DOI QR코드

DOI QR Code

KG_VCR: A Visual Commonsense Reasoning Model Using Knowledge Graph

KG_VCR: 지식 그래프를 이용하는 영상 기반 상식 추론 모델

  • Received : 2019.12.20
  • Accepted : 2020.02.17
  • Published : 2020.03.31

Abstract

Unlike the existing Visual Question Answering(VQA) problems, the new Visual Commonsense Reasoning(VCR) problems require deep common sense reasoning for answering questions: recognizing specific relationship between two objects in the image, presenting the rationale of the answer. In this paper, we propose a novel deep neural network model, KG_VCR, for VCR problems. In addition to make use of visual relations and contextual information between objects extracted from input data (images, natural language questions, and response lists), the KG_VCR also utilizes commonsense knowledge embedding extracted from an external knowledge base called ConceptNet.
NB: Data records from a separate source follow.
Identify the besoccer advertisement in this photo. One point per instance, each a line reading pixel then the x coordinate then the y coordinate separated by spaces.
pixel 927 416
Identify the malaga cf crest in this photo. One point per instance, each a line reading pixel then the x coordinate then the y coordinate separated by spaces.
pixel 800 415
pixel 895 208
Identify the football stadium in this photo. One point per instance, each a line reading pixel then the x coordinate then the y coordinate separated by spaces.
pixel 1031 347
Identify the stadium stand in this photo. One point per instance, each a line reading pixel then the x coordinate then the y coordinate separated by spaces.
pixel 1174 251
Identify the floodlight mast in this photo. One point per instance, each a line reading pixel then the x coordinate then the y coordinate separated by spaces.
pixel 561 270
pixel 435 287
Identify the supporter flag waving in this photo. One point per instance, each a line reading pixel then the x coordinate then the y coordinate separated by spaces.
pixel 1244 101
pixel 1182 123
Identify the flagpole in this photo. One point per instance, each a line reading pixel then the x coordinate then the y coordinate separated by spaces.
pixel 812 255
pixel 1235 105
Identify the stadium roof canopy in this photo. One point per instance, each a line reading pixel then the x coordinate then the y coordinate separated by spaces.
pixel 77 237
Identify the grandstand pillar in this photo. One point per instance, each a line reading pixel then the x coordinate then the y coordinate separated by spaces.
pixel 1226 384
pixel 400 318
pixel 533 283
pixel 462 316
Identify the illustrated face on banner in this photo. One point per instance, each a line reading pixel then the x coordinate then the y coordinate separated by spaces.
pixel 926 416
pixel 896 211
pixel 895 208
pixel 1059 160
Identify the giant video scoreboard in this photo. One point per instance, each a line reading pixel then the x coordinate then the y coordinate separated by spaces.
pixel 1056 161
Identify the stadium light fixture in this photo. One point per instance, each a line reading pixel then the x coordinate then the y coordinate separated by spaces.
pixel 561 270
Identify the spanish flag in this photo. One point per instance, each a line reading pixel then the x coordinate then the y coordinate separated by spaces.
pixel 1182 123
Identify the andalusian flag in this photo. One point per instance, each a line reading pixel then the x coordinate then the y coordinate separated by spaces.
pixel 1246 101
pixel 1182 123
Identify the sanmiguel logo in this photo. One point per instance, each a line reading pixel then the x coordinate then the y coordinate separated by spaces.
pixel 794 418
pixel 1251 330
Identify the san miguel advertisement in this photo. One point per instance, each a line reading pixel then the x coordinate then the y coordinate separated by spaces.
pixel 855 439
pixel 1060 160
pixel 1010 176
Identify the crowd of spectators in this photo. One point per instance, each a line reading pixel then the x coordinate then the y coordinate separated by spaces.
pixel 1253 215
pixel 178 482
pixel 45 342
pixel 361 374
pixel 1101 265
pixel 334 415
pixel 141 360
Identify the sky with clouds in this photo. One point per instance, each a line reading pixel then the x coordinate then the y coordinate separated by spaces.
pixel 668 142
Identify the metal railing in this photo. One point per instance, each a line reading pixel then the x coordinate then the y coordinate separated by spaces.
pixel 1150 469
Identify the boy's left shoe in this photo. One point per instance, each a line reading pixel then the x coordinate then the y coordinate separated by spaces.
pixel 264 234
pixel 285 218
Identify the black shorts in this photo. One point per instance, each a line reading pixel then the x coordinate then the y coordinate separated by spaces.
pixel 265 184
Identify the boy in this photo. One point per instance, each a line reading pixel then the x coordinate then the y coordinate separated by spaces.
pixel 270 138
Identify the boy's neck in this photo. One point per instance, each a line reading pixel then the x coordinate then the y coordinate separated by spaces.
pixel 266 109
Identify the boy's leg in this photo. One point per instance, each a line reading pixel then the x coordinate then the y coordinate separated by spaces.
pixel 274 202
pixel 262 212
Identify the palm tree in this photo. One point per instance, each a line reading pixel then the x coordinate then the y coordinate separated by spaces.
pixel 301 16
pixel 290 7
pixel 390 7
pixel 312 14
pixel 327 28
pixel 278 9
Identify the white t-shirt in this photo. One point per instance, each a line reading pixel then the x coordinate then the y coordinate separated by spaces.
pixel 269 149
Specifically the proposed model employs a Graph Convolutional Neural Network(GCN) module to obtain commonsense knowledge embedding from the retrieved ConceptNet knowledge graph. By conducting a series of experiments with the VCR benchmark dataset, we show that the proposed KG_VCR model outperforms both the state of the art(SOTA) VQA model and the R2C VCR model.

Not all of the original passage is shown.